L'important est que la métaphysique a été développée en Grèce dans le milieu païen, dans un contexte qui ne connaissait pas encore la pleine valeur de l'histoire et de la personne humaine. Seule la révélation chrétienne nous a permis de puiser dans cette vérité, qui est en même temps profondément consolante. C'est pourquoi à la fois Daniélou et Ratzinger ont commencé à se demander ce qui se passe si on prend au sérieux le fait que Dieu est communion d'amour de trois personnes éternelles, qui sont Elles-mêmes en relation mutuelle, et ainsi que Dieu se donne dans l'histoire et ne peut être connu que dans une relation personnelle.

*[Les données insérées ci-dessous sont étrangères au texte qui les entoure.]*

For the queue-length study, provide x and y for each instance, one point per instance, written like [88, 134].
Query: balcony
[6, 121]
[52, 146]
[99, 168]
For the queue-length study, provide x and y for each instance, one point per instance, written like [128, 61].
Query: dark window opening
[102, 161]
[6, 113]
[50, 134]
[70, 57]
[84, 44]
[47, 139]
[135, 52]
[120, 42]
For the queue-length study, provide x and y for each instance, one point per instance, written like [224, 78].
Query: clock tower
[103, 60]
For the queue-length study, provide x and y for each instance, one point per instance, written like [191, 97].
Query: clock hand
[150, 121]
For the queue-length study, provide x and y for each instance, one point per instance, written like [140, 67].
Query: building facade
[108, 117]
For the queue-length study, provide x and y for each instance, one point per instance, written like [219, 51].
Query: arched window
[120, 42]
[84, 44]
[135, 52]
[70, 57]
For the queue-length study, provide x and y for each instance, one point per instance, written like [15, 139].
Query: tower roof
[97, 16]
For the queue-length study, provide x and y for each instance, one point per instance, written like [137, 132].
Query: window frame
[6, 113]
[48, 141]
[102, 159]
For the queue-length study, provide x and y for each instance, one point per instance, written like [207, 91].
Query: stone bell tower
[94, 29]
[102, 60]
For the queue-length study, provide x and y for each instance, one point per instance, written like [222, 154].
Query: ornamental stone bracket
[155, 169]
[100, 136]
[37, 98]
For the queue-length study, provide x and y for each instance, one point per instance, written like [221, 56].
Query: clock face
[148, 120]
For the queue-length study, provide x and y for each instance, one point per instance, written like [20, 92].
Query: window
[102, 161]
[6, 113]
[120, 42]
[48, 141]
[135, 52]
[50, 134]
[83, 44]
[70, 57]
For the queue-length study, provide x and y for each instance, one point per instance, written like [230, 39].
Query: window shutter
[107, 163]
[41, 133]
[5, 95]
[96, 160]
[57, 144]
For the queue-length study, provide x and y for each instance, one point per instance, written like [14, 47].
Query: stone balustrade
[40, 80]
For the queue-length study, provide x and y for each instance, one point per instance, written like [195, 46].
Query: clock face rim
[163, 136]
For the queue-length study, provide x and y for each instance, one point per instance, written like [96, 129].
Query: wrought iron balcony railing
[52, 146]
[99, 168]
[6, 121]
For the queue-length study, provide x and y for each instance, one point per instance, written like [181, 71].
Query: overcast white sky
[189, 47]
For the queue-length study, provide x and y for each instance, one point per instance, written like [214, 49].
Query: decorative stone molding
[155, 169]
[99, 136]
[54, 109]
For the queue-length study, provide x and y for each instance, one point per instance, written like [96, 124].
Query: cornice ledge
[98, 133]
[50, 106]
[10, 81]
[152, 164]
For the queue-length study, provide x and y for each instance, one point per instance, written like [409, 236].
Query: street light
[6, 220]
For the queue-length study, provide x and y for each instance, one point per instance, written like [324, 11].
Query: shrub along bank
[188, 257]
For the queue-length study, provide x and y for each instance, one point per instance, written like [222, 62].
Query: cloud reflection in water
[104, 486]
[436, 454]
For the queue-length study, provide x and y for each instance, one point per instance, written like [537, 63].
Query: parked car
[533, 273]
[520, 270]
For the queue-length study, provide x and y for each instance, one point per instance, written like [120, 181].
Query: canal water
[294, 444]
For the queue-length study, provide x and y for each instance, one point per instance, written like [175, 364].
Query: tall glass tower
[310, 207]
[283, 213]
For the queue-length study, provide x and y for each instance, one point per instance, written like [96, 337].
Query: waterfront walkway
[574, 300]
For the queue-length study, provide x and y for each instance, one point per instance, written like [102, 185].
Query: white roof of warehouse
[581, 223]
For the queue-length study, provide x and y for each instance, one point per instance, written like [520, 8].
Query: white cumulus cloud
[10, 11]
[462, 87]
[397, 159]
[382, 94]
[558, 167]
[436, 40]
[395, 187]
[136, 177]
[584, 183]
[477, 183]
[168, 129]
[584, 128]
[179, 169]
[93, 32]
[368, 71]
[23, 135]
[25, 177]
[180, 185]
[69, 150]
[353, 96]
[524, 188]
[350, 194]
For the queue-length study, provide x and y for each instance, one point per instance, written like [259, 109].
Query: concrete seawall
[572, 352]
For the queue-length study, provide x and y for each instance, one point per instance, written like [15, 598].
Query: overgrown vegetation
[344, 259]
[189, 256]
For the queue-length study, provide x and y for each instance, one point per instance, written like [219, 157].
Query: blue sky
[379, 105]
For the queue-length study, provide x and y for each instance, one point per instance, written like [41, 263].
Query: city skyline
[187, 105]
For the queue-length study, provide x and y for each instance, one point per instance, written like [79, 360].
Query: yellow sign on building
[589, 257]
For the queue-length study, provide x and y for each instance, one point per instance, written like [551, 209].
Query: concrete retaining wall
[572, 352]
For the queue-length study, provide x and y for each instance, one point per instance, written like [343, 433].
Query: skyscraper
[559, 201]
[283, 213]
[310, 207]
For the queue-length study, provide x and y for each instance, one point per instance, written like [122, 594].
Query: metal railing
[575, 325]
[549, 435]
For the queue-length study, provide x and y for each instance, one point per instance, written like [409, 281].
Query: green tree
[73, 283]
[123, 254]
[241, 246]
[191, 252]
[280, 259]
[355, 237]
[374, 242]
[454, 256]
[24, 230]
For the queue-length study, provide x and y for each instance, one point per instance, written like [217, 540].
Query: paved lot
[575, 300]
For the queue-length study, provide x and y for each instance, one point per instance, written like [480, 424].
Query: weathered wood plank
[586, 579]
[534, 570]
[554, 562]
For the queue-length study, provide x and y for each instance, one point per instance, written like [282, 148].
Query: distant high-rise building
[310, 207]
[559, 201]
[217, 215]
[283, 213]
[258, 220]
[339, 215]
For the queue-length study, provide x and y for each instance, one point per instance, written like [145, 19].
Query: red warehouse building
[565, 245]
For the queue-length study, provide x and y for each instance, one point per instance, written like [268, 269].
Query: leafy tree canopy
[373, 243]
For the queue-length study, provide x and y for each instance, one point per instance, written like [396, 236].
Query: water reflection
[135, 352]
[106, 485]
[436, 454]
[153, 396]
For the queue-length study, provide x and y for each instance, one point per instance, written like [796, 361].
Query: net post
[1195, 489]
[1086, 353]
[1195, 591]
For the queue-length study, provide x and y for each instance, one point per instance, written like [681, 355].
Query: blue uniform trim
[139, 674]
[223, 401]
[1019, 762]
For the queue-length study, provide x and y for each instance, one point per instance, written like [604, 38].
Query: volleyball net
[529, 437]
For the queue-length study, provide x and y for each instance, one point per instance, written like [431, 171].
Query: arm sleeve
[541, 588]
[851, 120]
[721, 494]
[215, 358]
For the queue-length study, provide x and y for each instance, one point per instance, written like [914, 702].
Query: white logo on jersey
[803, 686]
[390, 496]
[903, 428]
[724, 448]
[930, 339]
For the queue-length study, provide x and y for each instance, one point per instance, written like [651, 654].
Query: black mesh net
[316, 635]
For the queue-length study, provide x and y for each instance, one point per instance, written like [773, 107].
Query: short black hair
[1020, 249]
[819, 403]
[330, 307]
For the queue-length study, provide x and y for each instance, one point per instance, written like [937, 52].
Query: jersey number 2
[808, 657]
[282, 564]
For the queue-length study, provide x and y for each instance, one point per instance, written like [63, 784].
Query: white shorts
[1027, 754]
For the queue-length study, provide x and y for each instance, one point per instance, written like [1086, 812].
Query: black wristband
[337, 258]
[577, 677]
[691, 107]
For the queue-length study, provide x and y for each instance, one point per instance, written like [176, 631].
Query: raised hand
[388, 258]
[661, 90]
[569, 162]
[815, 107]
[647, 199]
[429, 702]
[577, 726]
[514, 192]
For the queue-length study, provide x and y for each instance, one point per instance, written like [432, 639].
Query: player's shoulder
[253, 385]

Dans la théologie actuelle, nous essayons de prendre cette question au sérieux, en collaboration avec les théologiens éminents comme Lubomir Zak, de l'université du Latran, et Piero Coda, de l'Institut Sofia de Loppiano.

C'est pourquoi les deux dernières contributions du congrès seront consacrés à la relation entre l'être et l'histoire et seront prononcées par moi et Robert Wozniak, de Cracovie, l'un des meilleurs théologiens dogmatiques Polonais.

- Pourquoi inviter un théologien anglican John Milbank?

- En effet Milbank ne peut pas être défini comme un expert de la pensée ou Daniélou de Ratzinger, mais le but de notre conférence n'est pas seulement d'analyser ces auteurs, mais aussi essayer de comprendre comment faire avancer au niveau théologique ce qu'ils ont fait. Milbank, pour cela, est un partenaire précieux, dans la mesure où il a promu avec passion depuis des années un mouvement théologique qui veut approfondir la relation entre la théologie et la philosophie, prenant au sérieux l'histoire et son mystère. C'est pourquoi nous lui avons demandé de parler de la théologie de l'histoire. Il est également l'un de ces théologiens qui va aujourd'hui à la recherche d'une ontologie trinitaire et c'est pourquoi il est un merveilleux compagnon dans cette aventure.